• aynı reklama göre de, maç başına 40 tekme yiyormuş.
  • bu ülkede 5'te kalkıp 800 metre yer altına inip güneş görmeden en ağır şekilde çalışan ve belki de "kaza!" sonucu hayatına veda etme ihtimali olan, maaşını alamadan patrondan tekme yiyen birisini aklıma geliyor reklamda.

    futbolculuğu çok emek sarfedilen çok kutsal bir meslek gibi gösteren sermaye babaları ancak kendileri çalar kendileri oynar.

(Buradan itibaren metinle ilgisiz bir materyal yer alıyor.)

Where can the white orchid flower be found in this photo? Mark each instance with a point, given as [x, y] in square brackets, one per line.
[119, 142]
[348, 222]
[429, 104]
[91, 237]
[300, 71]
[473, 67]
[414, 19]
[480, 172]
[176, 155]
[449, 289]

    halk sizin ne bok olduğunuzu çok iyi biliyor. dünyayı kurtarana verilmeyecek miktarda büyük paralar ile bir futbolcuya veriliyor. çünkü sermayenin asıl amacı toplumların gerçeği görmek yerine maç izleyerek tahtlarına saldırmamaları.

    bir maçta 40 tekme yiyormuş. halkın suratına nasıl bakıyorsunuz lan!
  • hakikaten yılda birkaç milyon euroya yapılcak iş değil.
  • büyük dramdır.
  • 3-5 kez yapmıs olabilir ama sırf millet vay be ne çalışkan çocuk desin diye ortaya atılmış palavradır.

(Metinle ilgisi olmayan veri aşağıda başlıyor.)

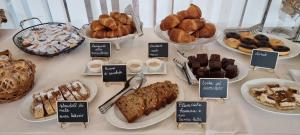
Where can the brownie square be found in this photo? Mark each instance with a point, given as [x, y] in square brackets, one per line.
[203, 59]
[215, 65]
[217, 74]
[202, 72]
[226, 62]
[215, 57]
[231, 71]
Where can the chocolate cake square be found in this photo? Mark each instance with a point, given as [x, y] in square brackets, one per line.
[231, 71]
[215, 57]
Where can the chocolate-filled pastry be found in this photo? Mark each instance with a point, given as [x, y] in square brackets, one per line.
[231, 71]
[261, 37]
[247, 48]
[233, 35]
[248, 41]
[215, 57]
[202, 72]
[282, 50]
[225, 62]
[215, 65]
[217, 74]
[203, 59]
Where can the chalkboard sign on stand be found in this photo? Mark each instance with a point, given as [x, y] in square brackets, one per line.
[72, 112]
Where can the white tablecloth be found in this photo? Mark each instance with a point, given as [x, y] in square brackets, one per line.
[235, 116]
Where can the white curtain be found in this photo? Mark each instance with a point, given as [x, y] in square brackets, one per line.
[222, 12]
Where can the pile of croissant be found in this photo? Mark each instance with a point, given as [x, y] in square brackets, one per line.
[187, 25]
[110, 26]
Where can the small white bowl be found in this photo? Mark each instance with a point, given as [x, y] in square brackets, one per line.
[95, 66]
[154, 64]
[135, 66]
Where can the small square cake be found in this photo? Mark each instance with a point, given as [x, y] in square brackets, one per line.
[215, 57]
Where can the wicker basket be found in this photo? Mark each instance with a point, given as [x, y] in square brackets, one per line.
[16, 77]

    sabah 5'de kalkıp koşuyor, sonra antreman yapmıyor mu takım arkadaşları ile ?

    işin komiği, bunu demesi değil, halkın çoğunluğunun yemesi..
  • ocak ayına kadar boş durmamak için yapmaya devam etmesi gereken eylemdir.
  • on km de kossa sene sonuna kadar forma giyemeyecek velihtarimiz.
  • muhtemelen bir anlık gazın sonucudur. ortama alışınca o sabah koşuları giderek seyrekleşmeye ve 1 ay içinde "ne de olsa antrenmanlarda koşuyoruz" bahaneleri ile sıfırlanır.

    imza: dışarıda haftada 3 gün x 10 km koşan birisi.
  • arda turan in barcelona maraton takımına geçeceğini gösterir.
  • olabilir, 8 km çok bir şey değil, sporcuyum diyenin yarım saatte kendini zorlamadan bitirebileceği bir mesafe. eve dönünce de duşunu alır, kahvaltısını eder, güne zinde başlar.